Personal stories can be a powerful catalyst for change – challenging stereotypes, building bridges, and inspiring action. In a country as diverse and complex as the United States, the identities of Muslim Americans remain layered and contested. We all have stories to tell: stories that deserve to be collected, conserved, and celebrated.
“Muslim American Journeys” is a MALA program produced in partnership with NPR’s StoryCorps and the Library of Congress, providing a platform for Americans of Muslim heritage to share their individual stories. By sharing a diverse range of narratives and experiences, “Journeys” aims to document oral history, inspire pride, and celebrate individuality. Every story recorded is officially archived in the Library of Congress, and outstanding stories are featured on National Public Radio.

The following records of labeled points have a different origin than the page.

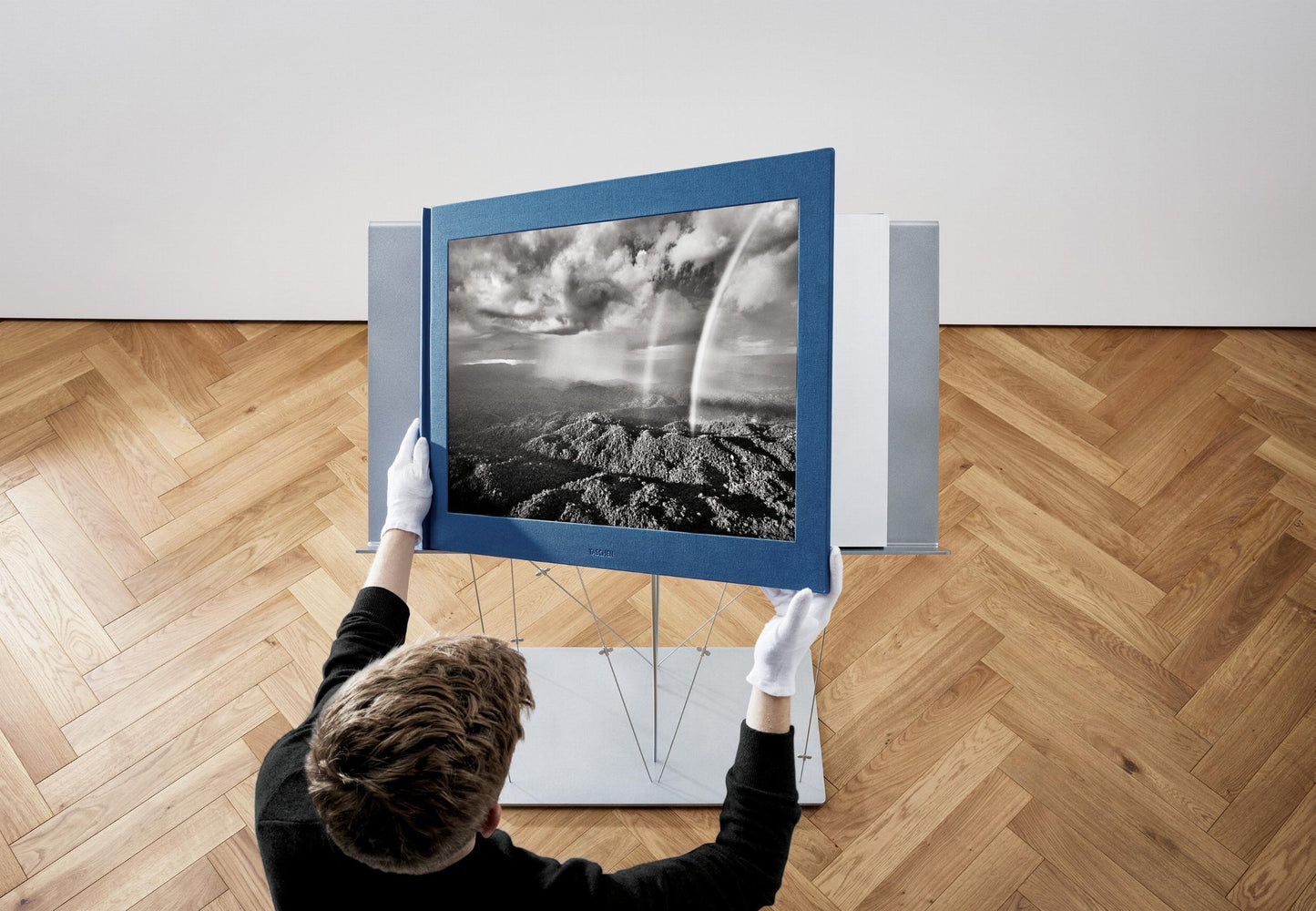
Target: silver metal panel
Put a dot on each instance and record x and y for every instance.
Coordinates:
(393, 348)
(579, 748)
(913, 419)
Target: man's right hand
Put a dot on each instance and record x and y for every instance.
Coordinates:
(410, 487)
(786, 639)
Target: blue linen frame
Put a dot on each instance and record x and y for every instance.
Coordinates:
(803, 562)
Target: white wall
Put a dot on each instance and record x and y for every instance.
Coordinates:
(1121, 162)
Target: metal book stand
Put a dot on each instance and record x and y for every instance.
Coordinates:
(626, 725)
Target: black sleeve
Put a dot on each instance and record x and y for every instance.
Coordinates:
(375, 626)
(744, 866)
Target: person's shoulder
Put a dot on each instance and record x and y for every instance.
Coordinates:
(281, 784)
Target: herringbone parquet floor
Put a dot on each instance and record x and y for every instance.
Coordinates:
(1100, 700)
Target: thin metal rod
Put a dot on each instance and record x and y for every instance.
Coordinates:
(516, 629)
(808, 728)
(590, 611)
(653, 605)
(723, 607)
(703, 653)
(607, 653)
(475, 582)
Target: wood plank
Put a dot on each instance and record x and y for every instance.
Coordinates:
(180, 671)
(908, 756)
(239, 861)
(242, 795)
(1081, 861)
(1066, 405)
(1289, 457)
(286, 519)
(203, 585)
(934, 863)
(1137, 441)
(292, 691)
(257, 393)
(1212, 524)
(138, 783)
(32, 377)
(1055, 345)
(15, 472)
(1099, 706)
(1275, 411)
(20, 337)
(1162, 868)
(269, 417)
(156, 865)
(23, 807)
(1285, 866)
(1195, 482)
(278, 339)
(97, 514)
(1271, 357)
(209, 618)
(38, 656)
(882, 721)
(1238, 609)
(869, 676)
(1066, 564)
(1141, 393)
(1028, 609)
(260, 485)
(266, 735)
(1120, 352)
(199, 713)
(53, 597)
(994, 875)
(1076, 450)
(1297, 493)
(189, 890)
(234, 470)
(174, 360)
(219, 336)
(1260, 728)
(77, 559)
(260, 373)
(890, 839)
(1188, 605)
(1020, 349)
(156, 411)
(1050, 890)
(1087, 507)
(874, 612)
(118, 479)
(99, 855)
(1177, 807)
(1161, 461)
(1271, 795)
(26, 723)
(1238, 681)
(24, 438)
(11, 875)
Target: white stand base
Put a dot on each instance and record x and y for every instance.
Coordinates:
(579, 748)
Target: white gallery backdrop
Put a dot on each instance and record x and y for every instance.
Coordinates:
(1130, 162)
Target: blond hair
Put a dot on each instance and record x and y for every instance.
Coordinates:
(411, 753)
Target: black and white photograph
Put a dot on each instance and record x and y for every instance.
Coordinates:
(638, 373)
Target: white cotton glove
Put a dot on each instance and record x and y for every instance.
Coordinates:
(410, 487)
(786, 639)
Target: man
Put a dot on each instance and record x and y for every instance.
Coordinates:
(386, 797)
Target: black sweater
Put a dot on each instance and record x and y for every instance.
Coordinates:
(741, 869)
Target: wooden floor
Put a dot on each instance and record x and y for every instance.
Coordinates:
(1100, 700)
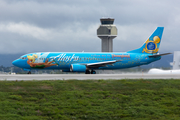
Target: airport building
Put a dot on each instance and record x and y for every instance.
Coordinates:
(107, 31)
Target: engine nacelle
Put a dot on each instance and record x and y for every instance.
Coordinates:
(77, 68)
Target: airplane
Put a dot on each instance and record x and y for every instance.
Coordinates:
(89, 62)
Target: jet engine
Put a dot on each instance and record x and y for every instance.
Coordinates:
(78, 68)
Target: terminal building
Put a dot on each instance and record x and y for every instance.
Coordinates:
(107, 31)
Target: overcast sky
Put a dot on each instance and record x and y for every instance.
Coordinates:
(71, 25)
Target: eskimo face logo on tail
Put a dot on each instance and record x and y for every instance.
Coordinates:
(31, 61)
(151, 46)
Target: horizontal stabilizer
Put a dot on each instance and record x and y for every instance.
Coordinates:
(157, 55)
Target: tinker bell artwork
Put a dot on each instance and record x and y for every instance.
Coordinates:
(32, 61)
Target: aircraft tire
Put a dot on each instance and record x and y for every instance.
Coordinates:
(87, 72)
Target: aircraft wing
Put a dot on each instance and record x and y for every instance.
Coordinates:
(100, 64)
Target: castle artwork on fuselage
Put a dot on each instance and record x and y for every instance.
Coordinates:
(31, 61)
(152, 45)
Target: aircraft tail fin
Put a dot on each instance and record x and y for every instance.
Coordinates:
(151, 46)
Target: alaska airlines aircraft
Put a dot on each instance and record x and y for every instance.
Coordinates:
(89, 62)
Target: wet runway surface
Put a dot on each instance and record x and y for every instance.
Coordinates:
(87, 76)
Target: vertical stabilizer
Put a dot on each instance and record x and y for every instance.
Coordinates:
(151, 46)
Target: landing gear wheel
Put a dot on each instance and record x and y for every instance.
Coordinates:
(87, 72)
(93, 72)
(29, 72)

“In Egypt I regularly spoke about liberalism, human rights, equality, child rights, LGBT rights, and more. Since arriving in America, I have been able to continuously witness the living, breathing applications of these values.”
“In my two-week journey I met pilgrims who were dogmatically going through the motions and others who were busy finding mistakes in what others were doing and going out of their way to educate everyone on the “right way” of being a Muslim.”
“It was really difficult to grow up as a refugee, in addition to being fatherless. I keenly remember Parents Day, which was celebrated in my elementary school. I remained standing alone and lost. It was a cruel holiday.”
“As a young, single tribal woman, I was pretty low in that pecking order, virtually invisible, and disenfranchised. Like most women, I was at the mercy and whims of the patriarchs who are, by law, responsible for me and my welfare.”
“Thus I grew up amidst this clash of modernization versus conservatism, old versus new, religion verses ego. My presentations taught me much about my fellow Americans, much about myself, and much about the world we live in today.”
“The morning of September 11th, my bell rang and a fellow foreign student came over to tell me about the unthinkable. American society, the perception of Muslims living within America and elsewhere… everything changed that day.”